Yesterday was Apple’s big announcement – iPhone OS 4.0. There was a bunch of new features announced, including the long awaited – multitasking. If you want to follow the announcement, check out live.gdgt.com.
There’s a lot of focus on multitasking these days, so I wanted to run through what Apple announced and what it means for developers and the applications you use every day. Apple’s focus was to find a way to allow multitasking but without allowing background processes that end up killing your performance and battery life.

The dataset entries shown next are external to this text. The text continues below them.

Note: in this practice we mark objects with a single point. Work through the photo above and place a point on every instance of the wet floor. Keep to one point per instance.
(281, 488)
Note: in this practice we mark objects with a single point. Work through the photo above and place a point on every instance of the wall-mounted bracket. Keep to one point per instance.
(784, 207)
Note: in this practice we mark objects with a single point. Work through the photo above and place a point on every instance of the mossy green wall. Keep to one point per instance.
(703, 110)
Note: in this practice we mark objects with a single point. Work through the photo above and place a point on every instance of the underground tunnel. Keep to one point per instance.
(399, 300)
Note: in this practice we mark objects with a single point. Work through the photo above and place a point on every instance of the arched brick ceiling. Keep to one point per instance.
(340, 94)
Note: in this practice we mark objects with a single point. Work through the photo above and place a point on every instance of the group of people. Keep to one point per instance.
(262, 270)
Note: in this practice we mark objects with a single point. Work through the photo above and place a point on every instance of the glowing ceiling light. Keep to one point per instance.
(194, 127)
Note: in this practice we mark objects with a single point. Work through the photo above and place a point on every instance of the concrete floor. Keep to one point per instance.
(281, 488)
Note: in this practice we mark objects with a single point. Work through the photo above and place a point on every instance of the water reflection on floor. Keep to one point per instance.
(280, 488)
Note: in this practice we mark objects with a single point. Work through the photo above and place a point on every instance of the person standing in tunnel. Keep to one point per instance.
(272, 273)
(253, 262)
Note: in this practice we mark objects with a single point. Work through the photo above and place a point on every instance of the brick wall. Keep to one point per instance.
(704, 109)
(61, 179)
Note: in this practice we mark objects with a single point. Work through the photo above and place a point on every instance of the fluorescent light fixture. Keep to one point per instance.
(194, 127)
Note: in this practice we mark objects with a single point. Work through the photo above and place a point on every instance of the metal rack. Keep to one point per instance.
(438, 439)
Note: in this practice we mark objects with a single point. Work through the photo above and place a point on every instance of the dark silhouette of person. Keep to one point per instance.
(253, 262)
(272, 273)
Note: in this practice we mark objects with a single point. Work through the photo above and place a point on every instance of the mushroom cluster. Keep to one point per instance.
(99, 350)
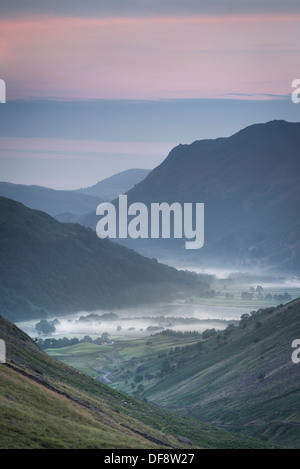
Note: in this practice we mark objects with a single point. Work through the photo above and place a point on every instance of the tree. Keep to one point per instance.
(45, 327)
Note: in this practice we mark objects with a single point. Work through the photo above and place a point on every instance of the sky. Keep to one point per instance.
(97, 87)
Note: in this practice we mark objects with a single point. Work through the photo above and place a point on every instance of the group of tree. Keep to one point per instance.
(66, 342)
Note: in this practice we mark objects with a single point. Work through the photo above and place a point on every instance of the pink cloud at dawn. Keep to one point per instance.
(49, 147)
(149, 58)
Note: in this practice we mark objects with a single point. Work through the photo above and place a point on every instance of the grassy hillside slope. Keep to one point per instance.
(46, 404)
(243, 379)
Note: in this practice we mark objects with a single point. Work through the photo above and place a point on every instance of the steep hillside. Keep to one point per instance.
(249, 184)
(119, 183)
(50, 201)
(242, 379)
(48, 405)
(56, 268)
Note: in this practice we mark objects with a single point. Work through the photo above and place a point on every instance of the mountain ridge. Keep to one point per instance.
(48, 267)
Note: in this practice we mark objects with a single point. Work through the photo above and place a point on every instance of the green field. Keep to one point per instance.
(241, 379)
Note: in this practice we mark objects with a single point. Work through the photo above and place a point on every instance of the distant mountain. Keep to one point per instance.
(50, 201)
(48, 267)
(119, 183)
(46, 404)
(249, 184)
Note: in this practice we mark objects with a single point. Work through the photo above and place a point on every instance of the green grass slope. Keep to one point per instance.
(243, 379)
(46, 404)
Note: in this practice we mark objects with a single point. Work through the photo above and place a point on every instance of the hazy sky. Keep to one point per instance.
(96, 87)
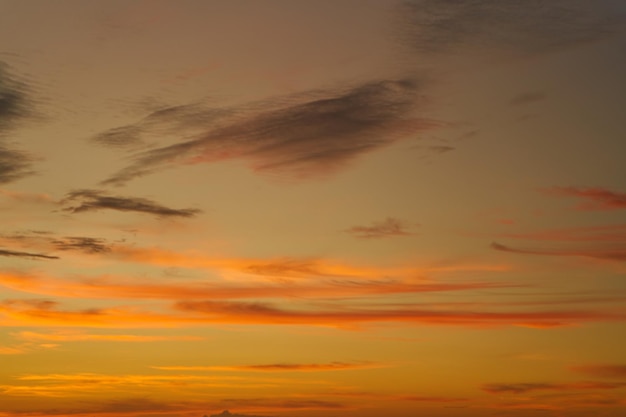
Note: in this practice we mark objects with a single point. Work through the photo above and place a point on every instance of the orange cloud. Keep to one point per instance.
(605, 371)
(606, 253)
(118, 287)
(82, 337)
(388, 228)
(260, 313)
(279, 367)
(522, 388)
(607, 233)
(594, 198)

“How are we adding multitasking while preserving battery life and performance. We looked at tens of thousands of apps in the app store, and we’ve distilled the services those apps need to run in the background. So we implemented those services, and we’re providing those services as APIs to developers so they can add multitasking while preserving battery life.” – Scott Forstall, SVP of iPhone Software via live.gdgt.com
The announcement goes on to define the seven (7) background services they are providing – Background audio, Voice over IP, Background location, Push notifications, Local notifications, Task completion, and Fast app switching. These are the only multitasking services exposed to the developer. Let’s quickly run down what each one of these can do for you:
- Background audio – obviously, great for listening to music while using other applications
- Voice over IP – pretty straight forward again, great for services like Skype
- Background location – this will enhance applications like FourSquare as the app can automatically grab GPS co-ordinates while you’re not actively using it. Also a great advantage for turn-by-turn directions.

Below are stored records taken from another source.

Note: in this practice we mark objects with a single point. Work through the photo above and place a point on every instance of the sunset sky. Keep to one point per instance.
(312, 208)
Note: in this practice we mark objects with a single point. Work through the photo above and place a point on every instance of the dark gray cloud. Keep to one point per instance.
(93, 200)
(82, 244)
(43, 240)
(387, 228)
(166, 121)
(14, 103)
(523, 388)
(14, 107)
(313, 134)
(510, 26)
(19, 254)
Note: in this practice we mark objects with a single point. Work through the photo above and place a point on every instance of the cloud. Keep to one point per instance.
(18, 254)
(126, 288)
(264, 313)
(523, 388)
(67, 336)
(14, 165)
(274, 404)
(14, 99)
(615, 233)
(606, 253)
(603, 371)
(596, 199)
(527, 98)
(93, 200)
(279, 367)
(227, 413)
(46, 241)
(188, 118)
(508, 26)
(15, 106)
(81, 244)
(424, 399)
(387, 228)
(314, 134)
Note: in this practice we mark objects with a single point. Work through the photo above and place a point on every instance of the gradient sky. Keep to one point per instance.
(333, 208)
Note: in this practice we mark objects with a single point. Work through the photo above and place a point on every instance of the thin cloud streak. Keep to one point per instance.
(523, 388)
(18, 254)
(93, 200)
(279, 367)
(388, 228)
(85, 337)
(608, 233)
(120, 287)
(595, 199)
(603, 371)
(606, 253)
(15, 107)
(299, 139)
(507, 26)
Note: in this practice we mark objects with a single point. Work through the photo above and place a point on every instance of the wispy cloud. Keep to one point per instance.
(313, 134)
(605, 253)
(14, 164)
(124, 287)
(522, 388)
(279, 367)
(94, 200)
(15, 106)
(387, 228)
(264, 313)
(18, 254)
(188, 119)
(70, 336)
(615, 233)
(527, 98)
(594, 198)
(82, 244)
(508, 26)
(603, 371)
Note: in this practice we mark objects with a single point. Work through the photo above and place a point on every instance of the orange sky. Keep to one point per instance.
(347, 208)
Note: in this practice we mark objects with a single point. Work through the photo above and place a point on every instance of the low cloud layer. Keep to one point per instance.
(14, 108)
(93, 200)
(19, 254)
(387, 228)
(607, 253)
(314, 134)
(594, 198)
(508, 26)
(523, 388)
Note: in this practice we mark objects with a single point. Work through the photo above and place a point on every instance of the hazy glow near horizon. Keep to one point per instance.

- Push notifications – this has been in the product for the last 9 months,
- Local notifications – this is based on the push notifications, but there is no server, they are local to the phone
- Task completion – this allows the developer to put a task in motion and forget about it. For example, think of uploading a large file. The developer could code the app to upload that file in the background and this frees up the user to browse away from that screen. There doesn’t appear to be any way for the application to interact with that process once it’s launched. So it would effectively run to completion or until it times out.
Those are the only multitasking processes allowed at this time. While they are pretty nice features, there’s still no way for me to open my RSS reader, start it updating and then switch to email or browse the web while it downloads in the background. It’s great that Apple has released multitasking, but to be clear, it’s not full on multitasking. It’s a limited scope of features. This approach allows them to keep tight control over processes and applications and ensure that the device remains fairly stable. Perhaps Apple will release more ability in the future, but for now, there is limited multitasking ability.
Apple also seems to think that there’s no need for a task manager. This could prove to be a problem as they’re letting developers spin off task completion treads but there’s not way for the end user to manage those. If they hang or maybe there’s too many being generated by an app, there’s no way to kill that process.
More details should be coming out over the next little while as developers download and test out OS 4.0.